时间:2024-05-04
田众非 西安外国语大学
《疯狂的罗兰》(也译作《疯狂的奥兰多》)与《耶路撒冷的解放》(也译作《被解放的耶路撒冷》)是16世纪意大利文学史上最为重要的两部叙事长诗,对后来的意大利文学,乃至欧洲文学都产生了极其深远的影响。这两部作品在创作上有许多的共同之处。例如,两部作品都创作于十六世纪、其作者都曾为费拉拉宫廷效力、其主题都是基督徒与穆斯林的宗教战争等等。但是,在内容和风格上,这两部作品却有着极大的差别。而这种差别,以作品中基督徒与穆斯林之间的跨宗教爱情的结局方面表现的尤为明显。

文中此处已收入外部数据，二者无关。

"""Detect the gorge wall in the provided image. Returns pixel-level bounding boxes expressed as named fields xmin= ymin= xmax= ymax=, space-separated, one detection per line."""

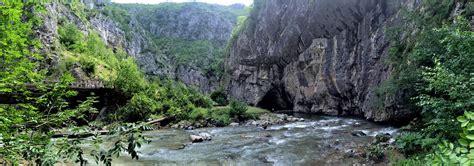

《疯狂的罗兰》是由意大利著名诗人卢多维科·阿里奥斯托(Ludovico Ariosto,1474—1533)创作的叙事长诗,第一版出版于1516年,后来经过作者的反复修改,出版了1521年版和最终定稿的1532年版。按照作者自己的说法,这部叙事诗是另一位为费拉拉宫廷效力的诗人马蒂奥·博亚尔多(Matteo Boiardo,1441—1494)所创作的叙事长诗《热恋的罗兰》(Orlando innamorato)的续作。尽管从标题上看,这部叙事诗应该归于以《罗兰之歌》(Chanson de Roland)为开端、以描写查理曼与穆斯林之间战争的加洛林骑士传奇系列之中,但是作者从一开篇就声明了,爱情是这部作品最重要的主题之一:
我歌颂儿女情、美人、骑士
彬彬礼、神武功、甲胄枪剑
其中的主要人物,几乎无一例外地都涉及到了与爱情有关的内容。而基督徒与穆斯林之间的跨宗教爱情更是构成了其三条叙事主线之中的两条,即以基督教骑士罗兰和里纳多为首的众骑士对东方美女安杰丽佳的爱情和追逐以及穆斯林勇士鲁杰罗与基督教女骑士布拉达曼之间的爱情。另外属于跨宗教爱情的还有穆斯林公主伊萨贝与苏格兰王子泽比诺之间的爱情。这几组爱情的结局也各不相同:尽管伊萨贝与泽比诺是整部作品中最为悲剧的情侣之一,在泽比诺被杀之后伊萨贝为保护自身的贞洁与爱情设计自杀,但最终两人仍得以合葬,在一定意义上也可以认为是好结局;罗兰对安杰丽佳单方面的爱情虽然把他逼到发疯的地步,但是这种爱情被作者借圣约翰之口定义为对上帝的事业不忠,最后随着阿托夫等人帮助罗兰恢复理智,与疯狂一并消失;里纳多对安杰丽佳的爱情事实上是由魔法泉水的力量引起的,最终也通过魔法泉水的力量消散;而鲁杰罗与布拉达曼这一对跨宗教情侣,在经历了重重考验之后,更是最终得以走到一起,并且按照作者的说法,成为了费拉拉的统治家族埃斯特家族的祖先,全诗也以二人的婚礼作为结尾。简而言之,从整体上看,《疯狂的罗兰》之中的跨宗教爱情,结局可以说还是比较圆满的。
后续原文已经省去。